The production environment that surrounds the vocal performance on "Always Do" is deliberately immersive, creating a sonic space that matches the emotional claustrophobia of the lyrical content. The minor-key harmonic palette and the atmospheric production textures create a sense of being enclosed within the emotional situation being described, which makes the listening experience more visceral and more immediately affecting than a more conventionally arranged production might achieve.
For LAROI's catalog, "Always Do" is one of the tracks that established his capacity for emotional authenticity as the foundation of his artistic identity. He arrived in the marketplace at a moment when many artists were mining the emo-rap aesthetic for its commercial potential without necessarily bringing genuine emotional investment to the material. His ability to make the vulnerability feel real rather than performed was, and remains, one of the primary reasons his audience formed the intense connection with his music that drove his extraordinary streaming numbers.

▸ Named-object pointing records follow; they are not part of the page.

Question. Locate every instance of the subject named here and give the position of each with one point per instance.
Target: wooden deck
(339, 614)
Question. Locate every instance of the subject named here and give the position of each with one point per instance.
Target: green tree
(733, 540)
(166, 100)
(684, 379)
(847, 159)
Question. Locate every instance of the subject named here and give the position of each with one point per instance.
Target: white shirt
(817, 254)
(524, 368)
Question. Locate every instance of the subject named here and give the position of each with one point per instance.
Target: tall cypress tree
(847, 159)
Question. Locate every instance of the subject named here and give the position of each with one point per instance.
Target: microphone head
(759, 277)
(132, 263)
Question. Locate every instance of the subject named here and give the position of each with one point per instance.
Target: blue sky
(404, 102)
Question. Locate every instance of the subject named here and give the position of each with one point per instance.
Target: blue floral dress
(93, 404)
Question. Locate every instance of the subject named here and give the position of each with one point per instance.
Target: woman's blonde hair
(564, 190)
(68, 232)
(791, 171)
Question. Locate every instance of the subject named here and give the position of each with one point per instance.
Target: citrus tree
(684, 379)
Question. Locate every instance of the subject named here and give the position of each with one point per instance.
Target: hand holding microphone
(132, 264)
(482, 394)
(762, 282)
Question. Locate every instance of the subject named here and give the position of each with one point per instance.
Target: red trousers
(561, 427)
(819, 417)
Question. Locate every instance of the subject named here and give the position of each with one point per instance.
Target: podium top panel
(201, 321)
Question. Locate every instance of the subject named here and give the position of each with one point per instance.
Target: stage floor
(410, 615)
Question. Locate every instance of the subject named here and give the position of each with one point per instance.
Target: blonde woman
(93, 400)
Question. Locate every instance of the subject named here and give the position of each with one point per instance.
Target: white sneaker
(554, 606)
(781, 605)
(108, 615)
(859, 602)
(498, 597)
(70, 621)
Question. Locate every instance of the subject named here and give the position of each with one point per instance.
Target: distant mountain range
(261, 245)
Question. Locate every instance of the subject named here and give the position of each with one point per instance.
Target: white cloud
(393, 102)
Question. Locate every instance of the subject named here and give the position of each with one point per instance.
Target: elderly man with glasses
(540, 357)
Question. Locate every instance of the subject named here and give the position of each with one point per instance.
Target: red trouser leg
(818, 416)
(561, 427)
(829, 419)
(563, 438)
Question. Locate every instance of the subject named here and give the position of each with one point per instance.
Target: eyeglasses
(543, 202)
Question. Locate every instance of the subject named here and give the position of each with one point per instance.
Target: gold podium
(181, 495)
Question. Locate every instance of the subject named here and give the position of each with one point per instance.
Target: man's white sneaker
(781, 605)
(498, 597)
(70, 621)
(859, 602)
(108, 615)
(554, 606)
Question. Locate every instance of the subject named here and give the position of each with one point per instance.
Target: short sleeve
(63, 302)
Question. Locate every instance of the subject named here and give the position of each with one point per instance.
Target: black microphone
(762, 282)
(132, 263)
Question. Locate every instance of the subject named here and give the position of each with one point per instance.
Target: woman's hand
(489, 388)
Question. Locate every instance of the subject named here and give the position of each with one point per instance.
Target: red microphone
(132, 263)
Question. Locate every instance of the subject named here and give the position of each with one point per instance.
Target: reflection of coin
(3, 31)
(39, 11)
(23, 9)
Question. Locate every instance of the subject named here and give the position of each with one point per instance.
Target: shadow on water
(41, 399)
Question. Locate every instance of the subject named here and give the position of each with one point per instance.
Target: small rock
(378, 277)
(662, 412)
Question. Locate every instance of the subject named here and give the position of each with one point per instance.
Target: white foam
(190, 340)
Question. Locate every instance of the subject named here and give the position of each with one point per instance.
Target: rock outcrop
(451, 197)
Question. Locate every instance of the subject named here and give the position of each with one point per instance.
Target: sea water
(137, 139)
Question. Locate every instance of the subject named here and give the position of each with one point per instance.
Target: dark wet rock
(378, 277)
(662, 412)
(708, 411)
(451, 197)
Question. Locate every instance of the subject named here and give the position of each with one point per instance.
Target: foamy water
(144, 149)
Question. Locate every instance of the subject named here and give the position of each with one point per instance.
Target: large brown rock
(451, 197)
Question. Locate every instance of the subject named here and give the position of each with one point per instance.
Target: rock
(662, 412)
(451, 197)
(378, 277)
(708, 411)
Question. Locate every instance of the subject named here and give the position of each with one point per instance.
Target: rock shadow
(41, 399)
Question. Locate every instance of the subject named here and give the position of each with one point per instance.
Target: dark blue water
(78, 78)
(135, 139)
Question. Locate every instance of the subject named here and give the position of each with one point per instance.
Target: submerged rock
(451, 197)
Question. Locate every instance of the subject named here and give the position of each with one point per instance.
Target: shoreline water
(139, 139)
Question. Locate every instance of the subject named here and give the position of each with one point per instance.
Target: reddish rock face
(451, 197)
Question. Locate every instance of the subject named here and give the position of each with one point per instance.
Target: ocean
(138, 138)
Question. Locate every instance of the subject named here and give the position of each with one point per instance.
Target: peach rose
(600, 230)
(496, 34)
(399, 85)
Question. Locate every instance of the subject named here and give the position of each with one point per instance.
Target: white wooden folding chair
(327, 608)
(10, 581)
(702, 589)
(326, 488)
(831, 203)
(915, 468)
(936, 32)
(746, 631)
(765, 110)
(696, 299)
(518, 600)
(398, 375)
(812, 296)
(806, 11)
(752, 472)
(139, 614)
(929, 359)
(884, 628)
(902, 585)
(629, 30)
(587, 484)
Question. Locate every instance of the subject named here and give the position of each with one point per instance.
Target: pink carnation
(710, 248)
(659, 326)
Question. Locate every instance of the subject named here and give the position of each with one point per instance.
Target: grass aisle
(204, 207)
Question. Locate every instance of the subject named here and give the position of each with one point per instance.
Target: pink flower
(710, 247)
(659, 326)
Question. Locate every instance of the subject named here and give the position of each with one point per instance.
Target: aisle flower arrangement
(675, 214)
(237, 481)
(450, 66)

The theme of behavioral repetition in relationships that the song addresses has deep roots in popular music across genres and decades, but LAROI's treatment of it is inflected by his specific generational context. His is the experience of someone navigating emotional life in a media-saturated environment where relationships are documented and performed as well as lived, where the gap between private feeling and public presentation is a constant source of additional pressure. The song does not address these conditions directly, but they are part of the water in which it swims.
Ultimately, "Always Do" is a song about the difficulty of personal change, specifically the gap between intention and behavior that defines so much of emotional life. Its emotional honesty and its melodic delivery combine to create a track that functions as both confession and lament, an acknowledgment that knowing better and doing better are not the same thing. This recognition is at once a source of pain and a source of connection, which is why the song found such a large and engaged audience among young listeners navigating their own versions of the same struggle.